Asteroids@home - new to me! Whose crunching it?

Sunny129 · Aug 28, 2013

Assimilator1 said:
I ran out of WUs last night, my cache change didn't have chance to get new WUs.
Also can't access their homepage.

it loaded for me, but it did so extremely slowly...they are definitely having server issues right now. all we can do is wait until it is sorted out, and perhaps keep an eye on the A@H message boards (so long as the server is up and running them).

zzuupp · Aug 28, 2013

I haven't tried the board yet, but I apparently ran out of tasks earlier. I have four waiting to report.

networkman · Aug 29, 2013

I can't even get to the homepage for the Asteroids project now, so I suspect they ran into bigger issues than anticipated.

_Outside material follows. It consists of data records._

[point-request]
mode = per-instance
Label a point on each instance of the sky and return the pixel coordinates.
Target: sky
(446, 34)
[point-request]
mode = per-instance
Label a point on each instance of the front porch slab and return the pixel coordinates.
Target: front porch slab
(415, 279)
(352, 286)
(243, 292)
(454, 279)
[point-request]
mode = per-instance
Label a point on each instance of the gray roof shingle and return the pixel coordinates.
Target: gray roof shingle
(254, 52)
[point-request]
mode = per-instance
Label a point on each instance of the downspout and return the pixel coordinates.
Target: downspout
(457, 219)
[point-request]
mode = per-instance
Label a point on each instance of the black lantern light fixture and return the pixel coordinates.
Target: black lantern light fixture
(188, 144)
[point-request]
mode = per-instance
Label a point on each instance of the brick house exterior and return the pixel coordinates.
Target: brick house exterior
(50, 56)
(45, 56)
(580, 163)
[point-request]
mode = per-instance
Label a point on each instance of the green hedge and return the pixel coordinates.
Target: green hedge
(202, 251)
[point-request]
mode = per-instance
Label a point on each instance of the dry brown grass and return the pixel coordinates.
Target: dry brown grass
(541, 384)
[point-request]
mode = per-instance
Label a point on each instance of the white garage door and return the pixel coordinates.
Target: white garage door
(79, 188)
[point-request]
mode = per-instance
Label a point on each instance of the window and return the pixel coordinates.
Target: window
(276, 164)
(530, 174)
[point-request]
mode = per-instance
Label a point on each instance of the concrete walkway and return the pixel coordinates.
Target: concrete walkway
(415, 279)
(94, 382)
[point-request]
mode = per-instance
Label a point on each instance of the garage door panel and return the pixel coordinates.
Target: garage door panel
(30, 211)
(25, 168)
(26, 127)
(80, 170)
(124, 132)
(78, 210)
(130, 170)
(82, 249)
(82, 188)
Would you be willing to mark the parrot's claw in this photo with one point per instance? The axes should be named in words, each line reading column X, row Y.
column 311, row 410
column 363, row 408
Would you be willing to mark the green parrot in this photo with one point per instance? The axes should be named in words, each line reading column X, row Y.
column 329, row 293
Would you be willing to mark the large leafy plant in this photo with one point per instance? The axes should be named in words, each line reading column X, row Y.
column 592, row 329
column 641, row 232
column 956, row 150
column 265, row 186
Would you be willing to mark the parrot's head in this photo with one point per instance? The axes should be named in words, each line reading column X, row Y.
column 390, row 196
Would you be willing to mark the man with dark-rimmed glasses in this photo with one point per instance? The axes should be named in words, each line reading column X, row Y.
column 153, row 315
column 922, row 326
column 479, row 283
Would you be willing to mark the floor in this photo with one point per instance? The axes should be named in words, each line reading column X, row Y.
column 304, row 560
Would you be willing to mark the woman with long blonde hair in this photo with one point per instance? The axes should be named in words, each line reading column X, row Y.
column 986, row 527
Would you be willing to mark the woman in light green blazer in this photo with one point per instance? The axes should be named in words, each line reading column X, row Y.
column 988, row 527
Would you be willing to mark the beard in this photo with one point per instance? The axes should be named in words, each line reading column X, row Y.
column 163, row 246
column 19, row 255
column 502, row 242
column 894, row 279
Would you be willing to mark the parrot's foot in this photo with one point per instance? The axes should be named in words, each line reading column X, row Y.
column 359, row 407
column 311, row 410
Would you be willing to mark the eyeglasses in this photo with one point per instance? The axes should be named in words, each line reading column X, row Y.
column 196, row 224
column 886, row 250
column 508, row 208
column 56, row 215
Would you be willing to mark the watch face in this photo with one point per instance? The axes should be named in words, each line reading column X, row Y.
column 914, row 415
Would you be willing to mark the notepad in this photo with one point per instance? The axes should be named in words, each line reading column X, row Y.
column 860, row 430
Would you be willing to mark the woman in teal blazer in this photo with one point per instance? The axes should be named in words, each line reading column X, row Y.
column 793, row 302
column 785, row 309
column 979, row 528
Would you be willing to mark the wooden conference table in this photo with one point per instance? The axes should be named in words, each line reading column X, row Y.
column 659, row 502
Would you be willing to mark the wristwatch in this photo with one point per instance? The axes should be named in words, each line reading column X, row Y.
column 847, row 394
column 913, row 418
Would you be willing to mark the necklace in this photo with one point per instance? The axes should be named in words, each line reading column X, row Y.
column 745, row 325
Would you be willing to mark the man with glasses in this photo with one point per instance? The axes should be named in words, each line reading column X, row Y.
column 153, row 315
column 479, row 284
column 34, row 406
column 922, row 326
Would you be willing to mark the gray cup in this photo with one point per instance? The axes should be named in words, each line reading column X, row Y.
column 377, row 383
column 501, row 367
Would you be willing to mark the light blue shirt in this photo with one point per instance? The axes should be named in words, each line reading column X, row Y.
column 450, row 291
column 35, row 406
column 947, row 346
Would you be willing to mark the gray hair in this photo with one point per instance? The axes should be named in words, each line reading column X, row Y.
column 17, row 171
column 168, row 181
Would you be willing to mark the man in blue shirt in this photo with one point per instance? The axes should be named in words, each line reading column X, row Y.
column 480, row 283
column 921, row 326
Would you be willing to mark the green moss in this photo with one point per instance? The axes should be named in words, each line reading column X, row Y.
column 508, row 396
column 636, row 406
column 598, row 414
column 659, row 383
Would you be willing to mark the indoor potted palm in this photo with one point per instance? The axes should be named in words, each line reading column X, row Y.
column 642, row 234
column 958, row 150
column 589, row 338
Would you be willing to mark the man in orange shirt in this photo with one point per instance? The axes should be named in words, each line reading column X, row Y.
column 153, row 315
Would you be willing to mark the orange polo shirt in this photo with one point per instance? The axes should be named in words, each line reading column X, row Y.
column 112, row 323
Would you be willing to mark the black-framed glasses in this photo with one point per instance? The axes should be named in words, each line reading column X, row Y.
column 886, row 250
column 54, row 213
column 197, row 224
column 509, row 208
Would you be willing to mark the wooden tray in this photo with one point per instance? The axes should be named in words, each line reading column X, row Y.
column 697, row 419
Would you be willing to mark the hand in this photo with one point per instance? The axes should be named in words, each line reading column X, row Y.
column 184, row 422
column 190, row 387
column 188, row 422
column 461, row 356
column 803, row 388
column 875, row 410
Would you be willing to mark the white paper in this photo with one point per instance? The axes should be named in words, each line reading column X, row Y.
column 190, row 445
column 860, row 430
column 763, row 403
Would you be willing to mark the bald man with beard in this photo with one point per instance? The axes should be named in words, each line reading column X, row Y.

After hearing the news about the new optimized apps, I had re-loaded my work units to take advantage of the faster times.

Apparently, my cache is set fairly high as I have 53 WUs completed, 4 in process, and 134 more waiting to go so I dare say I can handle another 2 or 3 days without issue.

The real problem (which I hope they consider) is the deadline for the work to be completed -- I'd be really upset if the work didn't get credited because it was past the deadline, but we couldn't upload because the servers were down!

networkman · Aug 29, 2013

Okay, I just happened to check and find the project is accepting work again and sending out new units!

Assimilator1 · Aug 29, 2013

Yea I've got WUs too now

petrusbroder · Aug 29, 2013

The site is up too - all seems OK then.

Sunny129 · Aug 29, 2013

EXPLANATION THREAD

Assimilator1 · Aug 30, 2013

I nearly ran out of WUs this morning, throttled back A@H to 25% & ran F@H alongside @75% til this evening. Got a bunch of WUs now

.

Bradtech519 · Aug 30, 2013

I've been happy with the performance of my FX 8350 on the SSE3 running stock 4.0 GHz. I got seven workunits going for Asteroids and 1 WU for test4theory. Completion times have been around 2000-2200 seconds. CPU is staying between 49-51c 100% load. I'll be glad when electric bills start falling due to summer heat.

Assimilator1 · Aug 31, 2013

My WUs complete in about 45mins(+/- 2mins)/2700s

, what clock speed is your FX at?

zzuupp · Sep 4, 2013

I was getting new tasks, but they were all 'download failed'
going back to LHC for a bit. So far, they've fixed their problem, and they are rarer tasks.

Sunny129 · Sep 4, 2013

zzuupp said:
I was getting new tasks, but they were all 'download failed'
going back to LHC for a bit. So far, they've fixed their problem, and they are rarer tasks.

not all of the tasks i'm getting are failing on download - i'd say approx. 25% of all A@H downloads are failing on my host. now granted, that's alot of errors, but keep in mind that our CPUs aren't wasting any time trying to crunch these "download failed" tasks. and the large quantities of errors being generated on a multitude of hosts by this server-side issue seem to be recognized as such by our BOINC clients. that is to say, if our BOINC clients were mistakenly identifying the errors as having been caused by our hosts, BOINC would punish us by reducing our daily quotas (which will only return to our maximum respective daily quotas over time, after X number of tasks have been returned with an error rate less than Y, so to speak), and despite all these "download failed" errors, i've been able to maintain a full cache all day.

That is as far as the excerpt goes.